3D printing has greatly revolutionized the printing process since its introduction in the late 70’s. The technology has made it possible for 3D companies to create low cost prototypes and specialized components for various industrial and specialized needs. The granular binding process involves fusing different layers of granules in a repeat process in order to build a desired object. In most part, the sintering process that helps create solid media is often done using a laser beam and support systems.
On the other hand, although the vast majority of 3D printing is carried out using molten plastic; one branch of 3D printing that is growing fast is the one that involves metal fabrication and forging. Good examples of these additive metal manufacturing processes include Selective Laser Melting (SLM), Electron Beam Melting (EBM) and Direct Metal Laser Sintering (DMLS). Speaking in the same breadth, it is important to recognize that metal printing techniques are slightly different from plastic printing technologies.
a) Direct Metal Laser Sintering (DMLS)
DMLS is an efficient, additive making process with a huge leverage over other 3D printing techniques because of its versatility. Under this technique, you can work with various materials including special metal alloys, polymer-based materials and other different mediums. The technology was first developed by the Munich, Germany based firm, EOS.
How the Direct Metal Laser Sintering Technology Works
The DMLS process involves applying thin sheaths of metal powder on the surface earmarked for printing. The laser is then used to sinter the powder in order to ensure slow but steady fusion when constructing 3D objects with thin layers. Since this technology is able to read and follow intricate geometries assigned by the CAD file, layers with a thickness as small as 20 micrometers can be fused easily layer-by-layer. Once the printing process is complete, the object is left to cool. DMLS end products are usually removed from the residual tresses; as such, it is easy to work with metals and other conducive materials under pressure.

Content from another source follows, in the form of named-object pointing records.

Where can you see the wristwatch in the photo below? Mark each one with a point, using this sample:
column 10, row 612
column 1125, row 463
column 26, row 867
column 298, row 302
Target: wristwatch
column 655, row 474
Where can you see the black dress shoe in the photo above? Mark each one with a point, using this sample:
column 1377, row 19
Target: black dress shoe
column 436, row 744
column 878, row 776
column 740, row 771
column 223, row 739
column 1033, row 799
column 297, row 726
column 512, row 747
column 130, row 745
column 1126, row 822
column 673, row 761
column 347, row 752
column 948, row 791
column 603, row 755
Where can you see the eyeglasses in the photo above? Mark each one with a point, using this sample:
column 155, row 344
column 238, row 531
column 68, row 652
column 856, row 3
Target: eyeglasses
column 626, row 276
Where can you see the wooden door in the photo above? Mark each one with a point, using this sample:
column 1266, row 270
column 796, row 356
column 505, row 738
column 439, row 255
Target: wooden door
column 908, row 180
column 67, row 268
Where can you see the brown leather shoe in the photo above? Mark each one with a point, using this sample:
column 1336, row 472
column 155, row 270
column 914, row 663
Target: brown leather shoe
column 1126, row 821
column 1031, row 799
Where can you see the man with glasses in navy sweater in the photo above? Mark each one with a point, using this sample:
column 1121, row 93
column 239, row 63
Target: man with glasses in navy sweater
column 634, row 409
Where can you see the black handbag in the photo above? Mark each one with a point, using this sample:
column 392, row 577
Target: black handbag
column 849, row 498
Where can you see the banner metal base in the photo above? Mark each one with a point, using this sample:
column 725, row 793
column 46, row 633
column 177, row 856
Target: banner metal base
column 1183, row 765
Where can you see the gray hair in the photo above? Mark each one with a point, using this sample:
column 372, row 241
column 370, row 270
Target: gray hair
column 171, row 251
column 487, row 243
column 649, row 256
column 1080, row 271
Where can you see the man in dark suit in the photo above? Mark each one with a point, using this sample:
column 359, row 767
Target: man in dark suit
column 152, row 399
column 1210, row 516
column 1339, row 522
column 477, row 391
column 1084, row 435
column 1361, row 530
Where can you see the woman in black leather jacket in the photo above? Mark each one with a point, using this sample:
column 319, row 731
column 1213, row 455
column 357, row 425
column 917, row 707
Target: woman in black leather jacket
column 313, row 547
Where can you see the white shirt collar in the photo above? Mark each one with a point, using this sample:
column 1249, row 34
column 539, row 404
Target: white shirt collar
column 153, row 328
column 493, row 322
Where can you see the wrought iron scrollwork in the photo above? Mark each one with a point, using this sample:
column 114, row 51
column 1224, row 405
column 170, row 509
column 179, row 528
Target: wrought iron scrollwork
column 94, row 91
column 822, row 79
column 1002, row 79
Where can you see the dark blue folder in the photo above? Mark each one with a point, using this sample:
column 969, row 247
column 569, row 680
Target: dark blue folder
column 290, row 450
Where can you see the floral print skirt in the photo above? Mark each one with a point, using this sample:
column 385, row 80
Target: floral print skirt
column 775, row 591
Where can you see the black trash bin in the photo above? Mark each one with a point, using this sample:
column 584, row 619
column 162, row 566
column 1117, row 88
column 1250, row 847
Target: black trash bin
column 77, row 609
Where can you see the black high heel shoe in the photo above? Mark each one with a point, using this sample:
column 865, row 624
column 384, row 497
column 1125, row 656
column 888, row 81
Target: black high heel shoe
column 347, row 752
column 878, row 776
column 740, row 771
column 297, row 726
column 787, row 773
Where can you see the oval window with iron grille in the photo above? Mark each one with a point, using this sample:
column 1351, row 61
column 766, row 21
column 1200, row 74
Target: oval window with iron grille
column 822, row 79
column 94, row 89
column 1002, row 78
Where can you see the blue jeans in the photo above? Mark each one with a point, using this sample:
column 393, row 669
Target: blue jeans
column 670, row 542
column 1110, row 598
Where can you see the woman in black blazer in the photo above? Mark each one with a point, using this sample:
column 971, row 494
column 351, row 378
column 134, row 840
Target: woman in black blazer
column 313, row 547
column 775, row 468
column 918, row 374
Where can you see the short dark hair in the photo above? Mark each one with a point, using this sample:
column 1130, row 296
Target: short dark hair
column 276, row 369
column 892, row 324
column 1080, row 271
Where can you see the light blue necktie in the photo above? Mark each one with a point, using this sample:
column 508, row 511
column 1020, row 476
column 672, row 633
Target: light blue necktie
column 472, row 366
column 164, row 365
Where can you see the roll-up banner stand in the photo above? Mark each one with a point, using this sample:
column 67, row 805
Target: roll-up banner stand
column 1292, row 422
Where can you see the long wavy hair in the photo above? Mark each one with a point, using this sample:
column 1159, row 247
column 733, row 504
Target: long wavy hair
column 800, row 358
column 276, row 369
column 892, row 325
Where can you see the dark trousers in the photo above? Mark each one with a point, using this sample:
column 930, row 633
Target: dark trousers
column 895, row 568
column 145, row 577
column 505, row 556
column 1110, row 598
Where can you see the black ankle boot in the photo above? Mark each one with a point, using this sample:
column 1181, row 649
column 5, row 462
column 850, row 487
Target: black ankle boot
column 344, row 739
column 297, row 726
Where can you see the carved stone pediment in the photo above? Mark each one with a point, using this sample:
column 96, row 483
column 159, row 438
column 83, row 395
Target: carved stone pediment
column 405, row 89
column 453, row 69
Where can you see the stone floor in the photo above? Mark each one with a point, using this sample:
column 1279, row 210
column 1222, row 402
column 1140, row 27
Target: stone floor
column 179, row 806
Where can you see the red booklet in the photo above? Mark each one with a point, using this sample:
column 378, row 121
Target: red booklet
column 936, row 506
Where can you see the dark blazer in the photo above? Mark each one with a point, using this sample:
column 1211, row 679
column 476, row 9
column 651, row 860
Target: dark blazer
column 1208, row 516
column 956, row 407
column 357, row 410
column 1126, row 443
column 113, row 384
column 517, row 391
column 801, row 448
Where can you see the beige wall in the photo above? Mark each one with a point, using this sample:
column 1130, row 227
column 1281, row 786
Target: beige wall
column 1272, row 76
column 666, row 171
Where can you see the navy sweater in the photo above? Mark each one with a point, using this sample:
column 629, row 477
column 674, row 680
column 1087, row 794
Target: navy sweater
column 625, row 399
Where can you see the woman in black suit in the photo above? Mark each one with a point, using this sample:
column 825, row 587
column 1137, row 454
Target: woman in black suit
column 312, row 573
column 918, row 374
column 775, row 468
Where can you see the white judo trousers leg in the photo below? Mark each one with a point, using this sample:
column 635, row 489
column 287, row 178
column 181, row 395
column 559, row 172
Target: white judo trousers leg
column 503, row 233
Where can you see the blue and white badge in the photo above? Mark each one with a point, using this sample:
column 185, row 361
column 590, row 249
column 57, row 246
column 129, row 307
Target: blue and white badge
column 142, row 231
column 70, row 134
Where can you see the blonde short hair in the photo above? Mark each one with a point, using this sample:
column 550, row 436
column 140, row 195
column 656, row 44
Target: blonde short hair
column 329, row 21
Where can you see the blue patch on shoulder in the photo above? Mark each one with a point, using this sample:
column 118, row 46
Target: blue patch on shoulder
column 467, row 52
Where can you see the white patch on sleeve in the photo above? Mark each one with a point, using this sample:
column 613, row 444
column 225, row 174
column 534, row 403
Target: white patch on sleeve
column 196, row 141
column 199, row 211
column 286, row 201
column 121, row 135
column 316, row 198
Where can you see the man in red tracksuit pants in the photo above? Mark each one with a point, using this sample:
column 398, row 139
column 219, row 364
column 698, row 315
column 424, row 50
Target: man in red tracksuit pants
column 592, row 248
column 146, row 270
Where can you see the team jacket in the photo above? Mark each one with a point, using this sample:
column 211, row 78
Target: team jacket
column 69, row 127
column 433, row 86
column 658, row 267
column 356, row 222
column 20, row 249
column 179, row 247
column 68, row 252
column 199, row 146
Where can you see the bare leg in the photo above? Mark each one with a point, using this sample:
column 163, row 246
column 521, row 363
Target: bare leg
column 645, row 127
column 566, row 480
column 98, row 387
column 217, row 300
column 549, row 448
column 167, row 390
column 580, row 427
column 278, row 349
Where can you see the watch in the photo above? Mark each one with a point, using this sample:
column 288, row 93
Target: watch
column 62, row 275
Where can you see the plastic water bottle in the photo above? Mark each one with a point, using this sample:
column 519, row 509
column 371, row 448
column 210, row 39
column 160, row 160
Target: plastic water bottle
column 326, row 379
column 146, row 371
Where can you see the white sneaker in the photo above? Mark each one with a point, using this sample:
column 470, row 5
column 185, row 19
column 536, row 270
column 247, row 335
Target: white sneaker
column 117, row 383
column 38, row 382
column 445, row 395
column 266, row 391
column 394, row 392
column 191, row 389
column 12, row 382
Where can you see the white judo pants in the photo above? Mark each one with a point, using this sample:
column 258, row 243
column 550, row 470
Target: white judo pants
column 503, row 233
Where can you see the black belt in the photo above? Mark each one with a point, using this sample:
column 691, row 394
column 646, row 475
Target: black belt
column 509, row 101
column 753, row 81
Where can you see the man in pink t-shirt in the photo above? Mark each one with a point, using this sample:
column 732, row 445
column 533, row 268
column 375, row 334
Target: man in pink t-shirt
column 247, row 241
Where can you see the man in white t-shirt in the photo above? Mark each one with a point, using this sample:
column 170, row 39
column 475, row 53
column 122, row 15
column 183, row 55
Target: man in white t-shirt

b) Electron Beam Melting (EBM)
Electron Beam Melting is an addictive manufacturing process that works the same way as Selective Laser Melting (SLM) to produce detailed and highly dense models. However, EBM uses an electronic beam instead of laser to melt the metal powder medium. This technique is often applied to a limited number of metals used in the aerospace industry such as Titanium alloy and cobalt chrome. The biggest advantage of using EBM technology compared to metal sintering techniques is its ability to produce sturdy, dense and void-free components because it operates above the melting point.
c) Selective Laser Sintering (SLS)
SLS is an addictive laser manufacturing process that involves sintering powdered materials to develop 3D objects. The technology uses a high-powered laser to fuse materials such as glass, plastic and metal powders to create mass objects. However, this technology is much more suitable for producing small components and rapid prototyping. Today, laser sintering is used in direct fabrication of ceramic objects and metals.
Laser sintering is eerily similar to stereolithography, only that a laser beam is passed over the surface of a compacted powder. To attain the desired layer thickness, the powder is spread using counter rotating roller and a piston. Under laser sintering and stereolithography, the motors used to develop 3D objects are guided by CAD data input. The SLS technology was first produced and patented in the 80’s by Dr. Joe Beaman and Dr. Carl Deckard while a company called 3D Systems uses the term Selective Laser Sintering (SLS) as its trademark.
Advantages and Disadvantages of Laser Sintering Technology
Since laser sintering is often used to produce a wide range of engineering plastics and metallic components. The technology has the same advantages as those offered by less expensive additive technologies. Some of the products that can be made using this additive process include medical and aerospace products. The downside of using laser sintering technology includes its complex nature and limited application. The technology is also expensive because it uses components such as scanners and laser to run efficiently.